The cultural house in Tonaca is a great spot to visit, and the workers there are eager to share the traditions of the town. The stories are full of twists and turns and fantastic characters. The tradition of story-telling is strong among the jicameros, though it is not easy to follow the plots which are shared with grand gestures, crazy voices, riddles and songs. Most of the stories involve scary characters and late night antics. Some of the characters and tales are brought to life each year on November 1st with the celebration of the calabiuza. (I like to call it the celebration of the day of the pumpkin heads.) The cultural house has a collection of giant puppets, masks, hand-puppets used in the celebration and photos of the after-dark procession of floats and characters through the streets of Tonaca. The huge paper mache heads are worn on top of a person's shoulders, and a little gray panel on the front of the puppet's stomach helps the person underneath to see where he or she is going.
The cultural house is a great place to study or purchase books. I picked up a book of local legends, and my hope is to understand them a bit better so that I can write a little more about it next year.
Tim's El Salvador blog shared news of this year's celebration.
Friday, November 5, 2010
There is a warning system. When the siren blares, often in the night, the moms and dads gather their children and run for the safety of a nearby field - safe from the rocks but not from the rain. The leaders in the community had described the evacuation process, humbly asking us to help with "capitas." In the telling, it was hard for us to figure out exactly what was being asked of us because it seemed like maybe they needed wagons or strollers in which to pile the kids so they could run faster.
As we debriefed on our experience in Guadalupe, we double-checked our dictionary and realized that what they were asking for was "little capes" -- rain ponchos for the children! We took up a small offering among us to help with the capitas.

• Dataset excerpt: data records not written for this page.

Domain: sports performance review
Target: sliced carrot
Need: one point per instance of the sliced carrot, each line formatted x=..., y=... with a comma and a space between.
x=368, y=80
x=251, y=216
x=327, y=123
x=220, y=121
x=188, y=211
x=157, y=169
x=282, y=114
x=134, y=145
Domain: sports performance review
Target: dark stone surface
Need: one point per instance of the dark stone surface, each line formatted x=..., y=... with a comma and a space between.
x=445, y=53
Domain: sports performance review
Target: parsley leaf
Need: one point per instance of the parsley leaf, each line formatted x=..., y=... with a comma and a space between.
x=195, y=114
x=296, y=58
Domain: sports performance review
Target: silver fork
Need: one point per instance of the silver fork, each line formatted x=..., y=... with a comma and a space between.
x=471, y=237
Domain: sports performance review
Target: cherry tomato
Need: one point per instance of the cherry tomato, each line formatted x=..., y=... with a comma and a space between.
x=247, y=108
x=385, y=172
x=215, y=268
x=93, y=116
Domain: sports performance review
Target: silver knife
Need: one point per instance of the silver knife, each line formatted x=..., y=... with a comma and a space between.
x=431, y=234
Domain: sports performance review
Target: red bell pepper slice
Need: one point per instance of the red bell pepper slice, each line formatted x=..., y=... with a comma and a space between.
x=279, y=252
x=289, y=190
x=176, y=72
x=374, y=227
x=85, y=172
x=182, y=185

Yesterday I received an email from Pastora Guadalupe - the Lutheran Church pastor who is provided psycho-social care to the children, youth and adults in Comunidad Guadalupe. She wrote:
Also, I share with you the gratitude that the community leaders in the municipality of San Vicente express. They received the help and it was possible to purchase the little capes for the boys and girls who are evacuated during the intense rains in these communities.
Monday, November 1, 2010
I can envision jugglers with bowling pins, boys maneuvering balls on pairs of sticks, a few clowns, and lately, musicians. So, I went on a mission, looking for photos of performers among the many thousands of photos in my "Everything El Salvador" folder . . . and I could only find ONE photo. Of course, I might have some from the pre-digital era, but it really surprised me to only find one in my computer search.
Upon reflection, I think that there are a couple of reasons for this. It's hard to take in a performance if you are too busy snapping photos of it. I am also often stuck inside a bus with the inability to pay the performer, and I really don't think it is right to take a photo of a performance without offering some kind of compensation (and I do pay performers if I can). I'm not sure if local authorities try to restrict performers, particularly children. I once visited a center in Managua which worked with families to encourage kids to stay in school by setting up classes in the morning, extra help in the afternoon, and safe supervision of street performances during rush hours. In an economy which lacks jobs, especially for those without sufficient education, performing in the street is, maybe somewhat sadly, one way in which to put basic foods on the table.